Incuding the line img = itemdata(img) result in the initialization of deval1 to crash. If line is commented, deval1 creation will work fine.

Although this may look at first glance as an Images' related issue, I think it is more tied to DataLoader since calling batch = getobs(data, 1); works fine and returns the image. So the getobs function can be evaluated successfully. Also, if collate is set to false, it will also works fine: deval2 = Flux.DataLoader(data, batchsize=2, collate = false, partial = false)

@lorenzoh, would you have a take on this one?

jeremiedb commented 1 year ago
(CatDogPanda) pkg> st
Project CatDogPanda v0.1.0
Status `C:\github\CatDogPanda\Project.toml`
  [336ed68f] CSV v0.10.9
  [052768ef] CUDA v3.12.1
  [88a5189c] DataAugmentation v0.2.11
  [587475ba] Flux v0.13.11
  [916415d5] Images v0.25.2
  [2913bbd2] StatsBase v0.33.21
  [5e47fb64] TestImages v1.7.1
mcabbott commented 1 year ago

These axes represent images the same size, with offset indices:

julia> length.((62:285, 18:241, 1:3))
(224, 224, 3)

julia> length.((38:261, 18:241, 1:3))
(224, 224, 3)

I presume the previous version ignored offsets & made an Array, like the cat functions do at present.

Julia 1.9's stack instead takes offsets seriously, and propagates them to the output, hence demands equality. Something like stack(OffsetArrays.no_offset_view, images) would avoid this.

Flux won't work at all on arrays with offset indices. So there's some chance MLUtils should always remove them?

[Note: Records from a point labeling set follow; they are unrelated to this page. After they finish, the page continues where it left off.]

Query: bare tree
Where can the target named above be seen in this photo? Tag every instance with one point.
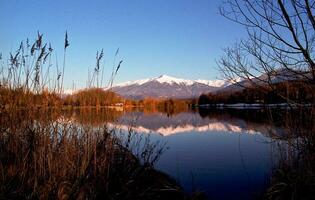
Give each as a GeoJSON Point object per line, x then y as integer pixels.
{"type": "Point", "coordinates": [280, 41]}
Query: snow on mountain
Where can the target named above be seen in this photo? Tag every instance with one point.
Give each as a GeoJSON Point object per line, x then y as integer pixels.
{"type": "Point", "coordinates": [172, 80]}
{"type": "Point", "coordinates": [166, 86]}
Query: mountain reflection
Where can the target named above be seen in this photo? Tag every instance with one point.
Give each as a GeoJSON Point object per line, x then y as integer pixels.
{"type": "Point", "coordinates": [188, 121]}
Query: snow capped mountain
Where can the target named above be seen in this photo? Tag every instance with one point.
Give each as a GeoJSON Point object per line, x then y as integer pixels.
{"type": "Point", "coordinates": [172, 80]}
{"type": "Point", "coordinates": [166, 86]}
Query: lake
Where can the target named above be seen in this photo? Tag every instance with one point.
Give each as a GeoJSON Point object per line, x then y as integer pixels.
{"type": "Point", "coordinates": [223, 153]}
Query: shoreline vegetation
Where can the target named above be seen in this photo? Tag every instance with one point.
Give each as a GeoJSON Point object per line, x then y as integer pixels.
{"type": "Point", "coordinates": [43, 156]}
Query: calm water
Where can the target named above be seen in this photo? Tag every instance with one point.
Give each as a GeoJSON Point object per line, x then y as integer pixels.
{"type": "Point", "coordinates": [223, 154]}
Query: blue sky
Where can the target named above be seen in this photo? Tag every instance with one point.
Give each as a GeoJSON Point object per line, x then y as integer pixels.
{"type": "Point", "coordinates": [181, 38]}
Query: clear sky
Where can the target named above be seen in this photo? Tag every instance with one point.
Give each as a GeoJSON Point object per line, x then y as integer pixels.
{"type": "Point", "coordinates": [181, 38]}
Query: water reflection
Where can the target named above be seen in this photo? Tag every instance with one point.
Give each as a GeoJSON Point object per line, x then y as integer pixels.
{"type": "Point", "coordinates": [224, 153]}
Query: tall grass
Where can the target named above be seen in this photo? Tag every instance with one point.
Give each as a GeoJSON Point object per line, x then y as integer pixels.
{"type": "Point", "coordinates": [47, 156]}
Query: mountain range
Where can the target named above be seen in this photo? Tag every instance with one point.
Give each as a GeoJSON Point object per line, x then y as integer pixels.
{"type": "Point", "coordinates": [166, 86]}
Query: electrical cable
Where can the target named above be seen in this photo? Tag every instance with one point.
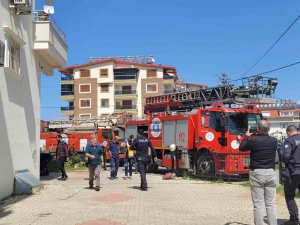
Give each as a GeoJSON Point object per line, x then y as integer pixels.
{"type": "Point", "coordinates": [271, 47]}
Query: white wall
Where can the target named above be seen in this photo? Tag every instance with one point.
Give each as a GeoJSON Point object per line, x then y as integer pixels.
{"type": "Point", "coordinates": [19, 105]}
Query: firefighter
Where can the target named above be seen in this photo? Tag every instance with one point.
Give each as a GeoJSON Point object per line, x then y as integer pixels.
{"type": "Point", "coordinates": [141, 145]}
{"type": "Point", "coordinates": [62, 155]}
{"type": "Point", "coordinates": [291, 158]}
{"type": "Point", "coordinates": [113, 150]}
{"type": "Point", "coordinates": [129, 157]}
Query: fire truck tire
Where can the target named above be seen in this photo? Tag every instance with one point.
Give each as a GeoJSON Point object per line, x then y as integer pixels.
{"type": "Point", "coordinates": [205, 165]}
{"type": "Point", "coordinates": [152, 167]}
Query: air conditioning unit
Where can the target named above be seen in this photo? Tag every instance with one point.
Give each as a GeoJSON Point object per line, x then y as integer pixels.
{"type": "Point", "coordinates": [2, 52]}
{"type": "Point", "coordinates": [22, 7]}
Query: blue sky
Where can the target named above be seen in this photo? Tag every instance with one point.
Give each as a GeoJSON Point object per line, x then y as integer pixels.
{"type": "Point", "coordinates": [202, 39]}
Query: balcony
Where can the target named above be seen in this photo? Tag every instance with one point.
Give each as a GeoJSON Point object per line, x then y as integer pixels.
{"type": "Point", "coordinates": [49, 42]}
{"type": "Point", "coordinates": [66, 80]}
{"type": "Point", "coordinates": [168, 79]}
{"type": "Point", "coordinates": [128, 94]}
{"type": "Point", "coordinates": [125, 78]}
{"type": "Point", "coordinates": [168, 92]}
{"type": "Point", "coordinates": [67, 96]}
{"type": "Point", "coordinates": [69, 110]}
{"type": "Point", "coordinates": [125, 92]}
{"type": "Point", "coordinates": [125, 107]}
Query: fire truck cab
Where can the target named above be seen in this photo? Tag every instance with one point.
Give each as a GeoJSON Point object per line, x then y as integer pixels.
{"type": "Point", "coordinates": [207, 139]}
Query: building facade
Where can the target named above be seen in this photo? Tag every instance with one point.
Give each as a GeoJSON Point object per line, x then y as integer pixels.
{"type": "Point", "coordinates": [280, 116]}
{"type": "Point", "coordinates": [29, 44]}
{"type": "Point", "coordinates": [112, 86]}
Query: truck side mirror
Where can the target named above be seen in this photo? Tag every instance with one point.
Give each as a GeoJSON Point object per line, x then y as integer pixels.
{"type": "Point", "coordinates": [224, 124]}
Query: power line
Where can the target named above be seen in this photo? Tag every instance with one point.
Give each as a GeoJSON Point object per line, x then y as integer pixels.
{"type": "Point", "coordinates": [280, 68]}
{"type": "Point", "coordinates": [271, 46]}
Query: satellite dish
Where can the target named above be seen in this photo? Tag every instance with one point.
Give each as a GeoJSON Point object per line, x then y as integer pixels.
{"type": "Point", "coordinates": [49, 1]}
{"type": "Point", "coordinates": [49, 9]}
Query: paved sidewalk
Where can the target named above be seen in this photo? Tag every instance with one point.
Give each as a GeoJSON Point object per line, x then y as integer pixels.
{"type": "Point", "coordinates": [121, 202]}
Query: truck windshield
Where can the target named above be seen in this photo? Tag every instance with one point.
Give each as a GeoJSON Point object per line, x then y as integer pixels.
{"type": "Point", "coordinates": [238, 123]}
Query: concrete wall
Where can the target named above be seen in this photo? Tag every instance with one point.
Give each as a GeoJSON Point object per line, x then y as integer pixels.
{"type": "Point", "coordinates": [19, 104]}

jeremiedb commented 1 year ago

I think you're having the right diagnosis. I just tried:

path = imgs[1]
_img = testimage(path)
_img = apply(tfm_train, Image(_img))
size(_img.data)
img = channelview(float32.(_img.data))
julia> typeof(img)
Base.ReinterpretArray{Float32, 3, RGB{Float32}, OffsetArrays.OffsetMatrix{RGB{Float32}, Matrix{RGB{Float32}}}, true}

Then, on this reinterpreted OffsetMatrix:

julia> Array(img)
ERROR: DimensionMismatch: axes must agree, got (Base.OneTo(3), Base.OneTo(224), Base.OneTo(224)) and (Base.OneTo(3), OffsetArrays.IdOffsetRange(values=2:225, indices=2:225), OffsetArrays.IdOffsetRange(values=59:282, indices=59:282))

Hover, collect(img) works fine.

The above is with Julia 1.8.4. The same behavior is also observed on previous version of Setfield (pre v1) which I thought could have been in cause.

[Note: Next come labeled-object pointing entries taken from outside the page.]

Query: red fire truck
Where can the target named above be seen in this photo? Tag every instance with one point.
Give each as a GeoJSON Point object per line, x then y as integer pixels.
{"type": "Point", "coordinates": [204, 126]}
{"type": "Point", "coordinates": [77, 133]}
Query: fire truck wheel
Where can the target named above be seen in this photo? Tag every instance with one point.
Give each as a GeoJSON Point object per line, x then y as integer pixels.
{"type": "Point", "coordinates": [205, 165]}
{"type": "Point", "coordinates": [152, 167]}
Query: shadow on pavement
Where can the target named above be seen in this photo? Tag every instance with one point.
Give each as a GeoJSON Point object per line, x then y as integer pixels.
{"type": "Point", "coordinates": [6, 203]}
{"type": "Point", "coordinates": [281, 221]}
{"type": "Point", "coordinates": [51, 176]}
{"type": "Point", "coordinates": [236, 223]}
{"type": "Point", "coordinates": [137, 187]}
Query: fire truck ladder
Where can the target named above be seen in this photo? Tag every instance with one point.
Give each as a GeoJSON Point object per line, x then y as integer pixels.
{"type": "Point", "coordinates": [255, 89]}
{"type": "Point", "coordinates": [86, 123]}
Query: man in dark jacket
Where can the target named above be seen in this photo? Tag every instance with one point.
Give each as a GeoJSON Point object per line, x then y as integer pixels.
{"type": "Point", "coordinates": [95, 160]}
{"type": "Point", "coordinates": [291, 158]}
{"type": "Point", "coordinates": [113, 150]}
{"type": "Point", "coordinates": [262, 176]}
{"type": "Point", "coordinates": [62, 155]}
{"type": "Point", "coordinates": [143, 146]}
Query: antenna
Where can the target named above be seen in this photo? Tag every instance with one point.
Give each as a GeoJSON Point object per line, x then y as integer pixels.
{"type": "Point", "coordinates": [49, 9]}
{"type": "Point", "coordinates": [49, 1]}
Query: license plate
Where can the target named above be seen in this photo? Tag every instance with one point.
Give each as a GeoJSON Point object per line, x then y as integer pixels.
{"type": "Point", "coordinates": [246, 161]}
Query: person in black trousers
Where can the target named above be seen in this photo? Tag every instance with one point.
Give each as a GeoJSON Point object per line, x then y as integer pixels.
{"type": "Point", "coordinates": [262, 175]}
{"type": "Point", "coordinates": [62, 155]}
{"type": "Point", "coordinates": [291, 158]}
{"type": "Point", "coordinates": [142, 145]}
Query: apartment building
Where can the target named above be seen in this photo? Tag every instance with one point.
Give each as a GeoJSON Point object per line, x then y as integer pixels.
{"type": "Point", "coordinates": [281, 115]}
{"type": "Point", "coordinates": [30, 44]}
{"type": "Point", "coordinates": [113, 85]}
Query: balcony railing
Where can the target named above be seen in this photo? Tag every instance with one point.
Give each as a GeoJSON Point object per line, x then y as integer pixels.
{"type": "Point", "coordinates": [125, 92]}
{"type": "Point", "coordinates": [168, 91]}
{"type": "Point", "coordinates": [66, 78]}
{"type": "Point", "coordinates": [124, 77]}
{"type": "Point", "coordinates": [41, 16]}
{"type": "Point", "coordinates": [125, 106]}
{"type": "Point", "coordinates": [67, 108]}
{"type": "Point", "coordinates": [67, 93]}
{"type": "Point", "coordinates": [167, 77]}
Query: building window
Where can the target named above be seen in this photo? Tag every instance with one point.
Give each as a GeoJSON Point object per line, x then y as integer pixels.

In short, using collect seems to be the proper way to get array through such image dataloader. For example:

tfm_train = DataAugmentation.compose(ScaleKeepAspect(im_size), CenterCrop(im_size))

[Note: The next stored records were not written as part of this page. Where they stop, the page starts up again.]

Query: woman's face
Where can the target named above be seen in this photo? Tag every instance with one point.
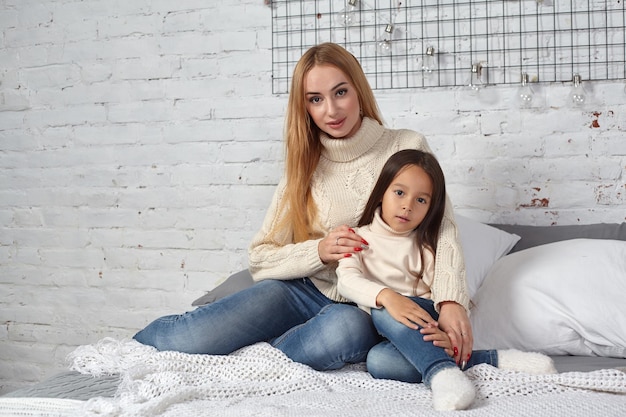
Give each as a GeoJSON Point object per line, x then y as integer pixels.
{"type": "Point", "coordinates": [332, 101]}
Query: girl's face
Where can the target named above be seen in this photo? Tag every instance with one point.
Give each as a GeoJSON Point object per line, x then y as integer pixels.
{"type": "Point", "coordinates": [332, 101]}
{"type": "Point", "coordinates": [407, 199]}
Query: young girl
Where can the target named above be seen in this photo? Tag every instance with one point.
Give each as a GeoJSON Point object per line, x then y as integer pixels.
{"type": "Point", "coordinates": [393, 280]}
{"type": "Point", "coordinates": [336, 145]}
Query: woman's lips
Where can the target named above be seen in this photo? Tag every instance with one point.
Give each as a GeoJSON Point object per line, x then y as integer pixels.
{"type": "Point", "coordinates": [337, 124]}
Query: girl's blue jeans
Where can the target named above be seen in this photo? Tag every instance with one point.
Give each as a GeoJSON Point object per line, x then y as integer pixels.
{"type": "Point", "coordinates": [291, 315]}
{"type": "Point", "coordinates": [405, 356]}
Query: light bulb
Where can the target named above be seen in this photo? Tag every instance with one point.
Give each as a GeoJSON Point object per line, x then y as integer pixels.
{"type": "Point", "coordinates": [384, 41]}
{"type": "Point", "coordinates": [525, 94]}
{"type": "Point", "coordinates": [475, 83]}
{"type": "Point", "coordinates": [577, 93]}
{"type": "Point", "coordinates": [429, 63]}
{"type": "Point", "coordinates": [350, 15]}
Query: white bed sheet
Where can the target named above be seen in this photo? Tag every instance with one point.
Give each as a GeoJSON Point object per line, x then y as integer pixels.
{"type": "Point", "coordinates": [260, 381]}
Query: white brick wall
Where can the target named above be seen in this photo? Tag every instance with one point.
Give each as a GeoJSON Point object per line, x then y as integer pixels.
{"type": "Point", "coordinates": [140, 145]}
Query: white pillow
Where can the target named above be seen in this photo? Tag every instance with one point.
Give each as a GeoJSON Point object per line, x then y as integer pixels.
{"type": "Point", "coordinates": [482, 246]}
{"type": "Point", "coordinates": [563, 298]}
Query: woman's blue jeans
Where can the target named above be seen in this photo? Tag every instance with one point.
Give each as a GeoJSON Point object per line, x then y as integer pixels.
{"type": "Point", "coordinates": [291, 315]}
{"type": "Point", "coordinates": [405, 356]}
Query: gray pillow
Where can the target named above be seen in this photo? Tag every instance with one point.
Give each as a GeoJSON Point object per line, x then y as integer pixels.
{"type": "Point", "coordinates": [540, 235]}
{"type": "Point", "coordinates": [231, 285]}
{"type": "Point", "coordinates": [530, 236]}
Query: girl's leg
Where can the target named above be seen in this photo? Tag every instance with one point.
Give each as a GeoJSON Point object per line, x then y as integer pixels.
{"type": "Point", "coordinates": [451, 389]}
{"type": "Point", "coordinates": [384, 361]}
{"type": "Point", "coordinates": [425, 357]}
{"type": "Point", "coordinates": [338, 335]}
{"type": "Point", "coordinates": [258, 313]}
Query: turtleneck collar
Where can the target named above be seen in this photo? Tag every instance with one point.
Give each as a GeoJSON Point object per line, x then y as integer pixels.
{"type": "Point", "coordinates": [347, 149]}
{"type": "Point", "coordinates": [379, 226]}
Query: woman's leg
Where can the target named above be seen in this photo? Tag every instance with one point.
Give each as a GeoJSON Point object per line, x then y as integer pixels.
{"type": "Point", "coordinates": [258, 313]}
{"type": "Point", "coordinates": [338, 335]}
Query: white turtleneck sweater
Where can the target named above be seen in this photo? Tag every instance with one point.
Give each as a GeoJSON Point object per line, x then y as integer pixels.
{"type": "Point", "coordinates": [344, 178]}
{"type": "Point", "coordinates": [391, 261]}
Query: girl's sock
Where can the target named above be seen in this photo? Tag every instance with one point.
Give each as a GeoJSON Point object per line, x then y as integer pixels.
{"type": "Point", "coordinates": [452, 390]}
{"type": "Point", "coordinates": [527, 362]}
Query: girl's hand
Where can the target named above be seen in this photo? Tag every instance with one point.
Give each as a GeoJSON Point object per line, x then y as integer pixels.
{"type": "Point", "coordinates": [341, 242]}
{"type": "Point", "coordinates": [438, 337]}
{"type": "Point", "coordinates": [404, 310]}
{"type": "Point", "coordinates": [454, 321]}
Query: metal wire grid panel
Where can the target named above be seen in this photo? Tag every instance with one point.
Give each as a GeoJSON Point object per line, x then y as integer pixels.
{"type": "Point", "coordinates": [493, 40]}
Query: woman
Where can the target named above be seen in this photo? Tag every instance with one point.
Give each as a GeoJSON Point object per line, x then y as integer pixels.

function getobs(data::ImageContainer, idx::Int)
    path = data.img[idx]
    _img = testimage(path)
    _img = apply(tfm_train, Image(_img))
    img = collect(channelview(float32.(itemdata(_img))))
    return img
end

A caveat from the itemdata however is that it results in more allocation, 2.1Mb instead of 1.615 MiB on MLUtils v0.3.1 where collect could be omitted. Do you see a way to avoid this?